Прошлая неделя прошла очень спокойно и незаметно, поэтому я расслабился. Когда раздался звонок в дверь, я в футболке и спортивных штанах стоял на кухне и выбирал сковородку. Оказалось, мы с ученицей друг друга не поняли (хотя я уверен, что понял ее лучше, чем она меня) и она пришла на час раньше назначенного. Одевался я в спешке и в результате первые полчаса занятия размышлял о том, насколько у меня мятая рубашка.

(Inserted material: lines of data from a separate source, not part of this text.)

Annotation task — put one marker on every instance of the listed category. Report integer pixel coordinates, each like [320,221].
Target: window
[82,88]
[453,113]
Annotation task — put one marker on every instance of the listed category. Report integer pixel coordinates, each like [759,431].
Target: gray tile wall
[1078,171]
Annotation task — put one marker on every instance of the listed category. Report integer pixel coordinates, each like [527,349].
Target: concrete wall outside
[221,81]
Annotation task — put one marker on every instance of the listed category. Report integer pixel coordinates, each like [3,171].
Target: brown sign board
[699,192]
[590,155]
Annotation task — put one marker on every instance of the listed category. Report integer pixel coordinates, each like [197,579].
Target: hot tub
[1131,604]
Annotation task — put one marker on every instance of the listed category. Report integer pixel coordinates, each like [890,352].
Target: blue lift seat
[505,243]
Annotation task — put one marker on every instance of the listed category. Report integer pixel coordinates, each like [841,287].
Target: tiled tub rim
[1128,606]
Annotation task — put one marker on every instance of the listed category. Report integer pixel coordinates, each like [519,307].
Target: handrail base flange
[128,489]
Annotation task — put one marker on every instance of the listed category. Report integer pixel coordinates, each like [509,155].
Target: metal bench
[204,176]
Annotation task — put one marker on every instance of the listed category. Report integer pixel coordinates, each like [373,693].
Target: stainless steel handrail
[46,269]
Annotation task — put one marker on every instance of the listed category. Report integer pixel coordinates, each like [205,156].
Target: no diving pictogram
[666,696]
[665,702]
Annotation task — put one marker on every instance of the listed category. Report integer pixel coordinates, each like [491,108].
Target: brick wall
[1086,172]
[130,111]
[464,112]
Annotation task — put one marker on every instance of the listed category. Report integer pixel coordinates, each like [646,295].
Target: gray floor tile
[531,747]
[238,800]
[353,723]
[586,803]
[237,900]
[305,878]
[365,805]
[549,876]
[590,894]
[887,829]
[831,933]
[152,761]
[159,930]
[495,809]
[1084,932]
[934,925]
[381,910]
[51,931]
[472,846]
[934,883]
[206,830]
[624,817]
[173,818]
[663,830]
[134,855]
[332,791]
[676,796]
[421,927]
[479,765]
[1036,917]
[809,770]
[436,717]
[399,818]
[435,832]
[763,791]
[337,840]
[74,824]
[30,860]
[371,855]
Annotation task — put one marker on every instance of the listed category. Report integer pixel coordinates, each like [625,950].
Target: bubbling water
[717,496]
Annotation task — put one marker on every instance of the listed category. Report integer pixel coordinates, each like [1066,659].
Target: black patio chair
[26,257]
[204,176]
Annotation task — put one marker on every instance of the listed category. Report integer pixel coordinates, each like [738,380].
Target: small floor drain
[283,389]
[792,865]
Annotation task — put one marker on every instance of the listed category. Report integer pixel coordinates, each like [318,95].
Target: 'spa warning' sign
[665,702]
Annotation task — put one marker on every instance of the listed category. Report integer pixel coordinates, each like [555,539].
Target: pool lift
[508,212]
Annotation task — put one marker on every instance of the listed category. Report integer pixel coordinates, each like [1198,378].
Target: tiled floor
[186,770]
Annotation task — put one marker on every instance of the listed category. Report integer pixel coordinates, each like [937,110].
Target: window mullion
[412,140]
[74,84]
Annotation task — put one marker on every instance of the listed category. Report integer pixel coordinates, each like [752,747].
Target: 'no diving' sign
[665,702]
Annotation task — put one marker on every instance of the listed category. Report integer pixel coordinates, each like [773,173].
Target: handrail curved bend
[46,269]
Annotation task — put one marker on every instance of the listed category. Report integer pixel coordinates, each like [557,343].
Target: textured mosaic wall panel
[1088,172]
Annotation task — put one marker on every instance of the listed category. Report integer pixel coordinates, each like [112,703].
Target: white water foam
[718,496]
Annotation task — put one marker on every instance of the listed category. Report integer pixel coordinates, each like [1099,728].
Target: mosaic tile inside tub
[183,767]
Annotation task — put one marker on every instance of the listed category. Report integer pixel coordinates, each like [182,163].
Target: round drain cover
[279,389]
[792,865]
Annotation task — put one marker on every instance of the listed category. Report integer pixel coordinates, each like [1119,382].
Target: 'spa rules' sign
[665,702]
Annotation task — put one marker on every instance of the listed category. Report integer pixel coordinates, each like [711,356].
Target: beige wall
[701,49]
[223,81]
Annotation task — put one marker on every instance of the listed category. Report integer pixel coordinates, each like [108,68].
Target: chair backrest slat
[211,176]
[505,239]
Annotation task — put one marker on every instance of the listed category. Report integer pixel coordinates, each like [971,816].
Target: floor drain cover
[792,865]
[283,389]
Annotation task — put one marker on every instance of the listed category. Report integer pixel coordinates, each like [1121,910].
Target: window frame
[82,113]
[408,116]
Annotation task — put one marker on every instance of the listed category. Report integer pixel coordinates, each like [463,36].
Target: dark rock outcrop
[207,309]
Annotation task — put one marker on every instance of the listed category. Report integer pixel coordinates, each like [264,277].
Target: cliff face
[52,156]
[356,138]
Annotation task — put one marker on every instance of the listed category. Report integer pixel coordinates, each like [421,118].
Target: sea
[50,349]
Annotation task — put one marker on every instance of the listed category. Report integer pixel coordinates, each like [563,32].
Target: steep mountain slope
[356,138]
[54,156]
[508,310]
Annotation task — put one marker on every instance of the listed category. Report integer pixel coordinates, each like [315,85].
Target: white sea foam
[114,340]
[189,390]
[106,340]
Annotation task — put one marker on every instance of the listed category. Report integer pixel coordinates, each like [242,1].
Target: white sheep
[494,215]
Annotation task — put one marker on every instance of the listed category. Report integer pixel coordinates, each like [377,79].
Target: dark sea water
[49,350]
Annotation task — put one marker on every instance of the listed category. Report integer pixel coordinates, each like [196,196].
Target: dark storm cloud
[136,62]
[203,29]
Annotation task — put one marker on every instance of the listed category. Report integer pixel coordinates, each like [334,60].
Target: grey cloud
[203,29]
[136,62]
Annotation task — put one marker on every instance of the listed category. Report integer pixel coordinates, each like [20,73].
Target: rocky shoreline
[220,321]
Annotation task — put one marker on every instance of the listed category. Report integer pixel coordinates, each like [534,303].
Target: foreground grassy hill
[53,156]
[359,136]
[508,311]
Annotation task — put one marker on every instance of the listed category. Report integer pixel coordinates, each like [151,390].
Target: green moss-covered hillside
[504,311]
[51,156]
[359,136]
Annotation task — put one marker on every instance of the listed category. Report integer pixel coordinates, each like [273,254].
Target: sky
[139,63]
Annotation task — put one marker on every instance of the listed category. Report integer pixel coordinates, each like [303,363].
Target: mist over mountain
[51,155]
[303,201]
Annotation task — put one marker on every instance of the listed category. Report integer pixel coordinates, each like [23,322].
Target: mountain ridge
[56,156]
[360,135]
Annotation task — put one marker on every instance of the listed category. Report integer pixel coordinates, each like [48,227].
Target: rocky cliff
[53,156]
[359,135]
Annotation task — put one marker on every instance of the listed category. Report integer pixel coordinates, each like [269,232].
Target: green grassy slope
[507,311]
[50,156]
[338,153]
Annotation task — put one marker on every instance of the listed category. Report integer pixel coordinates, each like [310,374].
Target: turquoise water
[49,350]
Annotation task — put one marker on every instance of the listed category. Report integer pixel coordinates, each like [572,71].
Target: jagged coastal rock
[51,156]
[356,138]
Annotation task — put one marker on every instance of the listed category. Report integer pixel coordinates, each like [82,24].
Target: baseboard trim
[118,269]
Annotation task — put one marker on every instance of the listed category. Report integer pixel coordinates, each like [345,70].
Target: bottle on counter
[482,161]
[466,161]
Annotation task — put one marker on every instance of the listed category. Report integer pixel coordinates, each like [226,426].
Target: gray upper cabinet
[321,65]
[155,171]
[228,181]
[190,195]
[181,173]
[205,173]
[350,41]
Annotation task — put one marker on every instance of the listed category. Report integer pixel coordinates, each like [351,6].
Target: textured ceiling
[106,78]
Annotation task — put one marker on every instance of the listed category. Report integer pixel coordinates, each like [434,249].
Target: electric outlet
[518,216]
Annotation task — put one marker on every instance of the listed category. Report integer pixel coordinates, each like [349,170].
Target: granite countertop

Ученица же расстилала передо мной какую-то паутину интриг, предательств, психологического насилия и изысканных ударов в спину — речь шла о ее школьных подругах. Я давно взял за правило выслушивать все, что хочет сказать ученик, но только если он говорит по-английски. Дети правило приняли, это работает (к моему, надо сказать, легкому удивлению), ученики говорят с каждым разом все свободнее. Единственный минус такого подхода — обилие лишней и иногда пугающей информации, но тут помогает моя плохая память. К примеру, я уже забыл имена подруг и распределение ролей в бессердечной иерархии маленьких девочек, но ощущение давящего социального ужаса запомнил.
Но говорила ученица неплохо, слова подбирала, грамматически конструировала все верно — поэтому приходилось слушать, поправляя иногда окончания глаголов. Мы иногда прерывались на заполнение словарика и во время этих перерывов ученица спрашивала, как говорить красивее. Меня это очень порадовало, это означает, что девочка понимает английский уже достаточно, чтобы требовать красоты и отточенности. Поэтому я с удовольствием обсудил с ней, как красивее и презрительнее описать ее отношения к другой маленькой девочке.
- She thinks herself my equal. - удовлетворенно и надменно повторила ученица и я не удержался от смеха. Девочка перевела железно-холодный взгляд на меня и я вспомнил, что сижу в мятой рубашке.